Аббат Фожа и сам понял необходимость не прибегать больше к строгости. Он опасался катастрофы. Постепенно он предоставил Марте больше свободы, позволил ей уединяться, разрешил долгие моления по четкам, повторение молитв при каждой остановке крестного хода; разрешил даже два раза в неделю приходить в его исповедальню в церкви св. Сатюрнена. Марта, не слыша более этого грозного голоса, осуждавшего ее за набожность, как за какой-то постыдно удовлетворяемый порок, подумала, что бог простил ее. Наконец-то перед ней раскрылось райское блаженство! Ее охватывало умиление, она проливала обильные, неуемные слезы, даже не чувствуя их; с ней случались нервные припадки, после которых она чувствовала себя опустошенной, как будто вся жизнь ушла из нее вместе со струившимися по щекам слезами.
Роза помогала ей дотащиться до кровати, где она потом часами лежала с побелевшими губами и полузакрытыми, как у мертвеца, глазами.
Однажды кухарка, испуганная ее неподвижностью, подумала, что она кончается. Но ей и в голову не пришло постучаться в комнату, где, запершись, сидел Муре; она поднялась на третий этаж и упросила аббата Фожа пройти к ее хозяйке. Когда он вошел в спальню, она побежала за эфиром, оставив его одного перед этой женщиной, лежавшей без чувств поперек кровати. Он ограничился тем, что взял руки Марты и накрыл их своей ладонью. Тогда она зашевелилась, повторяя бессвязные слова. Затем, когда она поняла, что у ее постели стоит аббат Фожа, кровь прихлынула к ее лицу, она опустила голову на подушку и сделала такое движение, как будто хотела натянуть на себя одеяло.
— Вам лучше, мое дорогое дитя? — спросил аббат. — Вы меня очень встревожили.
У нее перехватило в горле, и, не будучи в силах ответить, она разрыдалась, уткнувшись головой в руку священника.
— Я не страдаю, я слишком счастлива, — прошептала она голосом, слабым, как дуновение. — Позвольте мне поплакать, слезы — моя радость.
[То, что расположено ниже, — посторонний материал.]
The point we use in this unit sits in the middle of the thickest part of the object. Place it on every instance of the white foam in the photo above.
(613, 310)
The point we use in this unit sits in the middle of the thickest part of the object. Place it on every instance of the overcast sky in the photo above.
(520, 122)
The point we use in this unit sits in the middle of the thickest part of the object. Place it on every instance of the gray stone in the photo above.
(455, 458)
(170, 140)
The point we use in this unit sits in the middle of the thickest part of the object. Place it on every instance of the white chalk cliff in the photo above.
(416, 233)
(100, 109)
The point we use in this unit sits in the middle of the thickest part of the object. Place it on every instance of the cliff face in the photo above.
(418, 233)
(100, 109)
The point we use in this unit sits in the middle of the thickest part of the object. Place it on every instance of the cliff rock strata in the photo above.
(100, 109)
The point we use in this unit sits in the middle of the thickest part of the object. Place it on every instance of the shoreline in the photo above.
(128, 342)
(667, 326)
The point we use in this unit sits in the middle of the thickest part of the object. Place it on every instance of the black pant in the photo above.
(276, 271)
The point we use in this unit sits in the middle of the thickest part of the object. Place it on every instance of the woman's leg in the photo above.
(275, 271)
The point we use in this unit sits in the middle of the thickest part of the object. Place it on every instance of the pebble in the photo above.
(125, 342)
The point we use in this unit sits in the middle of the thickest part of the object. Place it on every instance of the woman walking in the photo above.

Ах, какой вы добрый, что пришли! Я так давно вас жду, так давно призываю вас.
Голос ее слабел все больше и больше и наконец перешел в лепет страстной молитвы.
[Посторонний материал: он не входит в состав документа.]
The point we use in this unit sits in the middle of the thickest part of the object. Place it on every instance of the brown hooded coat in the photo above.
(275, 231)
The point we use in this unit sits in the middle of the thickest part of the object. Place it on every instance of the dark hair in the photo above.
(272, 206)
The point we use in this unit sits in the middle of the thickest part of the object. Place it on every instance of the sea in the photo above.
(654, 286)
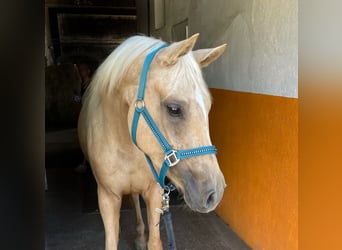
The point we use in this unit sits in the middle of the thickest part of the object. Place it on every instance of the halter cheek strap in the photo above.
(172, 156)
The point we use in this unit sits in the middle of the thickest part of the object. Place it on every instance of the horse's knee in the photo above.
(140, 244)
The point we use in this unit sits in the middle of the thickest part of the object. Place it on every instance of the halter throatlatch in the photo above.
(172, 156)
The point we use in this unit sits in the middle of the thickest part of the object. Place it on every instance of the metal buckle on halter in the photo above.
(172, 158)
(139, 105)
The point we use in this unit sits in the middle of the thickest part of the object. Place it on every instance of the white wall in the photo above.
(262, 41)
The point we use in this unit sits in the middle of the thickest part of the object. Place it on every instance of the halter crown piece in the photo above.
(172, 156)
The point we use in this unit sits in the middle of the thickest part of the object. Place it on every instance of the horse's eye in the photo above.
(174, 110)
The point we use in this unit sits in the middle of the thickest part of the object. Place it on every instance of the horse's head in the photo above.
(178, 100)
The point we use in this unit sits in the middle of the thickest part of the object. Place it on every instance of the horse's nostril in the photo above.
(211, 199)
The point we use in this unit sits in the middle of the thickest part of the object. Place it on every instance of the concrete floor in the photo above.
(67, 227)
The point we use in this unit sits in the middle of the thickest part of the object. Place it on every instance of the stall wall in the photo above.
(253, 119)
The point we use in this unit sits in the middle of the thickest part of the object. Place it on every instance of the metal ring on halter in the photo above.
(139, 105)
(165, 189)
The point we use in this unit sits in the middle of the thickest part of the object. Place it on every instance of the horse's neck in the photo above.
(115, 112)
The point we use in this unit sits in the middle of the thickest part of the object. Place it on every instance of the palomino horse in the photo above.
(126, 152)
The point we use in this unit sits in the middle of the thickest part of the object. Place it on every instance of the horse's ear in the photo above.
(169, 55)
(206, 56)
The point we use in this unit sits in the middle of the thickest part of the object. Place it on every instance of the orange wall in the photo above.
(256, 137)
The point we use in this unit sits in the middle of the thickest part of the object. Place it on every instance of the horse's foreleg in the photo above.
(153, 200)
(140, 241)
(109, 206)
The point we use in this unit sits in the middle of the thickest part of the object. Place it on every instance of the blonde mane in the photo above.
(114, 67)
(109, 74)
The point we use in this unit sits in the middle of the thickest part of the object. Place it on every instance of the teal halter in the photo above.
(172, 156)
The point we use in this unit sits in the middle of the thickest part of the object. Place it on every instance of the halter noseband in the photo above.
(172, 156)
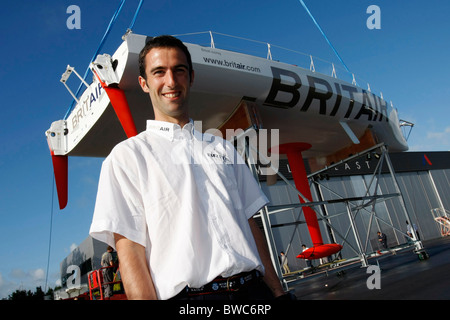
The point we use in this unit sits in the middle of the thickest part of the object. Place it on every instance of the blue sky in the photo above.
(407, 59)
— Кто даст мне крылья, чтобы полететь к вам? Моя душа вдали от вас, жаждущая быть наполненной вами, томится без вас, пламенно призывает вас, тоскует по вас, божество мое, единственное благо, мое сокровище, счастье, моя отрада и жизнь, божество мое, все, все…
Улыбаясь, она лепетала эти призывы плотского желания. Она молитвенно складывала руки, как будто видя суровый облик аббата в ореоле. До сих пор ему всегда удавалось обрывать на устах Марты признание; на одну минуту ему сделалось страшно, он быстро высвободил свои руки и, стоя перед ней, властно проговорил:
— Будьте благоразумны, я вам приказываю. Бог не примет ваших молений, если вы произносите их не в спокойствии вашего разума… Сейчас вы должны позаботиться о своем здоровье.
Роза прибежала, огорченная тем, что не нашла эфира. Он посадил ее у кровати, кротким голосом повторяя Марте:
— Не мучьте себя. Господь будет тронут вашей любовью. Когда придет час, он снизойдет на вас и преисполнит вас вечным блаженством.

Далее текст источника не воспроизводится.